What is it?

Spermicides help keep sperm from entering the uterus. They come in several forms, including:

  • Gel
  • Cream
  • Foam
  • Film
  • Suppository
  • Tablet

How well does it prevent pregnancy?

Among the least effective forms of birth control — one of the highest pregnancy rates of all birth control methods.

About 21 out of 100 women who only use spermicides become pregnant in a year of use.


Spermicides are inserted inside the vagina to keep sperm from entering the uterus through the cervix.

Spermicides block sperm in two ways.
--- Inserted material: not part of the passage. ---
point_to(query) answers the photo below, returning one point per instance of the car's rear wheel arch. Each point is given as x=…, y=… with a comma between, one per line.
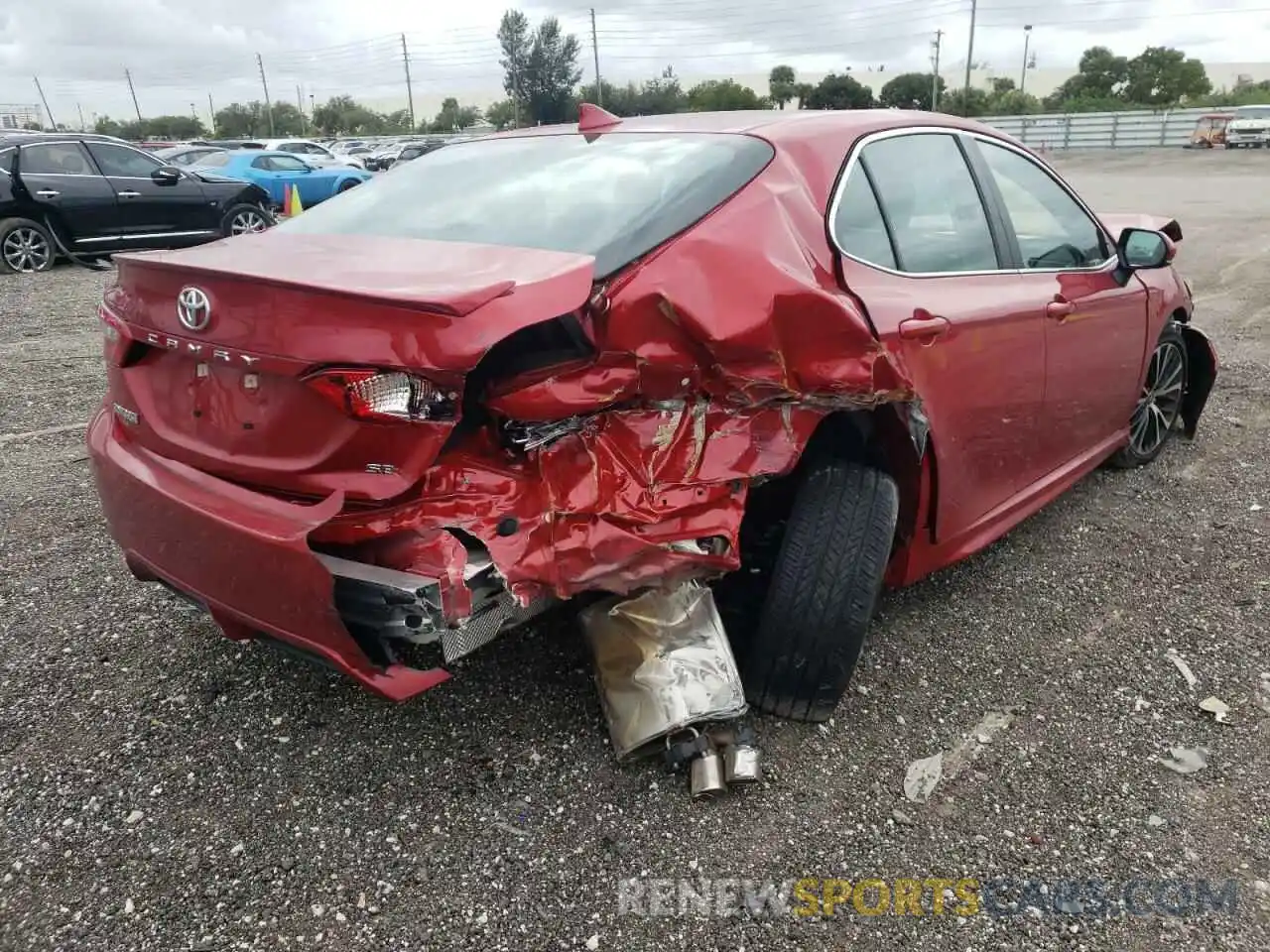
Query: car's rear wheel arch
x=881, y=439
They cover the cervix, forming a barrier against sperm. The chemicals in spermicides also slow the movement of sperm.


Many brands and types of spermicide are sold in the United States. Nonoxynol-9 is the main ingredient in all of them.


  • Either partner can buy without prescription at drugstores and many stores.
  • Can apply up to 1 hour before sex. Gel and foam spermicides take effect right away.
  • Safe for most women, including those who are breastfeeding.
  • Can be combined with other methods, such as condoms, to make spermicide more effective.
  • Hormone-free and requires no procedure or doctor visit.
  • Lubrication from spermicides may increase pleasure during sex.
  • Reversible. Stop using spermicides if you want to try to get pregnant.


  • One of the least effective forms of birth control.
  • Need to use every time you have sex.
  • Film and suppository spermicides don’t become active for 15 minutes after you apply them. You may have to wait to have sex.
  • Some forms of spermicide, such as foam, may be messy to use.
  • Bathing or swimming within 6 hours after sex may make spermicides less effective.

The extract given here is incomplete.